By Amy Alkon
shared this story
from Advice Goddess Blog.
The Truth Will Sometimes Set You Freer Than You’d Like
Collegiate sports programs are money-making machines. So what if Johnny Football Player can’t read, right?
Well, Jonathan Turley blogged that a North Carolina professor looked into the educational standards for athletes and found the athletes sorely lacking in their abilities. As in, 8 to 10 percent of the school’s football and basketball players are reading below a third-grade level.
This means, if they get injured or don’t make the pros, they can basically work as busboys in a diner after four years of college.
The university reacted predictably — as did the public. No, not worrying that adults enrolled in it can barely make it through a story from the kiddie section of the library:
The university seemed to go immediately on the offensive, including questioning her data showing a basketball player who could not read or write. What is interesting is the statement that “University officials can’t comment on the other statistical claims mentioned in the story because they have not seen that data. University officials have asked for that data, but those requests have not been met.” However, Willingham says that the data came from the University and remains in the possession of the University.
At the same time, Willingham has received dozens of death threats from fans of the university teams. She has been a source of the local media investigation into the program and is considered a whistleblower by many.
As many of you know, I love football. However, there comes a time when sports threatens the very soul of an institution. The University of North Carolina (and particularly its faculty) needed to make a choice as to whether it is a leading academic institution or just a facilitator for sporting events.

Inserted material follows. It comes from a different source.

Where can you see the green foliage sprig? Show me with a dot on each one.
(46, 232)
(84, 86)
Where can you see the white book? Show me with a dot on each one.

Back to the story, at the News & Observer link above, it says Willingham found one basketball player illiterate. The university disputes that finding. Also from that piece, a story by Dan Kane, Jane Stancill, and Andrew Carter:
Willingham played a major role in The News & Observer’s work exposing a major academic fraud scandal involving the Department of African and Afro-American Studies. In August 2011, the N&O reported that a football player’s transcript showed he had taken an upper-level class in the department in the summer of 2007 and received a high grade despite needing remedial writing the following fall semester as an incoming freshman.